Lake in Washington, United States

Lake Ida is a freshwater lake located along Icicle Ridge, approximately 10 miles west of the city of Leavenworth in Chelan County, Washington. Because of its close proximity to Icicle Ridge Trail, the lake is a popular area for hiking, swimming, and fishing cutthroat trout. Lake Augusta is a short distance on the opposite side of Icicle Ridge. Lake Ida sits on a highly glaciated alpine cirque, surrounded by a coniferous forest primarily larch pines and outflows into Ida Creek, a tributary of Icicle Creek. At least one unrated waterfall is found downstream as Ida Creek runs the south slope of Icicle Ridge. Self-issued Alpine Lake Wilderness permit required for transit within the Lake Ida and Augusta area.

==Name==
Along with neighboring lakes, Lake Ida was given its name by Albert Hale Sylvester, a topographer for the United States Geological Survey working throughout the North Cascades National Park Complex in the 1900s. Lake Ida was named by Sylvester after a sister of his wife Alice.

==Climate==
Lake Ida has a hemiboreal climate. The average temperature is 48 F. The warmest month is July, with an average temperature of 64 F, and the coldest month is January, at an average of 16 F. The average rainfall is 32.6 in per year. The wettest month is January, with 9.2 in of rain, and the least in July, with 1.1 in of rain.

==Access==
The foot trail starts at the Chatter Creek Trailhead at the end of USFS Road 7609 on the north bank of Icicle Creek. Chatter Creek Trail #1580 is approximately 5.5 miles long and travels fairly closely to the course of Chatter Creek. The trail leads past Lake Sylvester and Lake Alice reaching and joining Icicle Ridge Trail #1580 on the north skirt of Grindstone mountain. Access to Lake Ida is off Icicle Ridge Trail to the right (east) of its junction with Chatter Creek Trail. Icicle Ridge Trail shortly afterward will follow the ridge to Lake Ida on the right and Lake Augusta over the east slope of Big Jim Mountain.
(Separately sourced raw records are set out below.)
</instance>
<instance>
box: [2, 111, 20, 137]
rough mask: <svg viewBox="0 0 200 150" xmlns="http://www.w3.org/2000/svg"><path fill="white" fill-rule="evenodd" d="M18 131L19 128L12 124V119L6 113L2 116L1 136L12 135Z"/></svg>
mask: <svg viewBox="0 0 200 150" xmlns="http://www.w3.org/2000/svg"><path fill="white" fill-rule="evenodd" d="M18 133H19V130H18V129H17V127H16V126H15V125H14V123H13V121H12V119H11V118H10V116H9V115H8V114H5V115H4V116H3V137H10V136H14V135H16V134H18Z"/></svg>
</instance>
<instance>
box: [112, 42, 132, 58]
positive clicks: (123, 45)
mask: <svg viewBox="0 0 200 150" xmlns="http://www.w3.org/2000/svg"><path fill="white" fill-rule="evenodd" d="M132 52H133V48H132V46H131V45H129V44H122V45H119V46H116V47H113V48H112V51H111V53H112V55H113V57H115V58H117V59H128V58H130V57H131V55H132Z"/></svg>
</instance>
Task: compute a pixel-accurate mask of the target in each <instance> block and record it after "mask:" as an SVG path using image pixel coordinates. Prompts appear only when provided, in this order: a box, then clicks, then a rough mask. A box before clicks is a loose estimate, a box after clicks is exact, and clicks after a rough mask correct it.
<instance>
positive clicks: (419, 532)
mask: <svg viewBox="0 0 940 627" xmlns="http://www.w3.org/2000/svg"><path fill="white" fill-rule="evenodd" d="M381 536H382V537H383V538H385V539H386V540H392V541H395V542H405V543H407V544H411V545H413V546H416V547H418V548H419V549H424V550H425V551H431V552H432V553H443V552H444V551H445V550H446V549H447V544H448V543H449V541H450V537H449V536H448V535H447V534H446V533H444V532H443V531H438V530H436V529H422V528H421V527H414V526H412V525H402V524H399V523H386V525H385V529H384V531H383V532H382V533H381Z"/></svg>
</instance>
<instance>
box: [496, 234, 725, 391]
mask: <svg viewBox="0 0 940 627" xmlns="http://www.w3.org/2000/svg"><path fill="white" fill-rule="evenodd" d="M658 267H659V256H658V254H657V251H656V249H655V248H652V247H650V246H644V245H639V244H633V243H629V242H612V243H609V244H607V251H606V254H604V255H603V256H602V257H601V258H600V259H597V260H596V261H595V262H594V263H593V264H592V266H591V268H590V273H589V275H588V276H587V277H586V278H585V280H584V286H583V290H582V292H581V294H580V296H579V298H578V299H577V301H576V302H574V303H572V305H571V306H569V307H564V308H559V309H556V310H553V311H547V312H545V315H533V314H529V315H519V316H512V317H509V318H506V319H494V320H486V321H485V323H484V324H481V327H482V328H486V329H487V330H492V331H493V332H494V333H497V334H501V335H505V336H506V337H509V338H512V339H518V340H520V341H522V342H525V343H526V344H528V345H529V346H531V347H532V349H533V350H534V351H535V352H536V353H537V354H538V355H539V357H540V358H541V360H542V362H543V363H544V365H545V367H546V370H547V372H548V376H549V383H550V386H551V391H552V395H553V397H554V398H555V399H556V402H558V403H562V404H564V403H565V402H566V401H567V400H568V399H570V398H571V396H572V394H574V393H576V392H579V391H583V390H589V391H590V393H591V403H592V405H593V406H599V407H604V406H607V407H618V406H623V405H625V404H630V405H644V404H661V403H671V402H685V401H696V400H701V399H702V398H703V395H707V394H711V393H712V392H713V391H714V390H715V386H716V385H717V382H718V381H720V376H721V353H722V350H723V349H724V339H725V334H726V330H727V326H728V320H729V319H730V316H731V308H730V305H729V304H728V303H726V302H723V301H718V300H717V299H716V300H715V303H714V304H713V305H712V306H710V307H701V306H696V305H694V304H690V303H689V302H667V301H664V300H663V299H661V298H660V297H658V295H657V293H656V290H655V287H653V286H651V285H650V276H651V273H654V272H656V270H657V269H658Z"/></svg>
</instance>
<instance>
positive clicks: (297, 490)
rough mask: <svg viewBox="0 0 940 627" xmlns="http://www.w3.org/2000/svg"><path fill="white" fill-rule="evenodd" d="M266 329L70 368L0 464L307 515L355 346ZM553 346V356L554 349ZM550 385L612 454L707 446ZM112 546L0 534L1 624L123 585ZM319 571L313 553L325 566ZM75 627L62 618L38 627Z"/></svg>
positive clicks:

Campsites are located along the first few miles of Chatter Creek Trail until the trail becomes more forested around the bowls formed for Lakes Sylvester and Alice. Several campsites are also located around the shore of Lake Augusta, past Lake Ida. Self-issued Alpine Lake Wilderness permit required for transit within the Grindstone Mountain area and can be obtained at the Chatter Creek Trailhead and the Campground past the Guard station.

===Alternate routes===
Access to Icicle Ridge Trail can also be gained a further distance away by Fourth of July Trail #1579 and from the Icicle Ridge Trailhead off Icicle Road in the city of Leavenworth. Icicle Ridge is also intersected by Hatchery Creek Trail #1577 a short distance from Lake Ida coming from the north. The Hatchery Creek Trailhead is approximately 6 miles from the Icicle Ridge Junction and is located West of Tumwater Campground as Highway 2 crosses over Wenatchee River, south of Chiwaukum, Washington. A good part of Hatchery Creek Trail is overgrown by fireweed and charred logs remnants of the Hatchery Fire of 1994.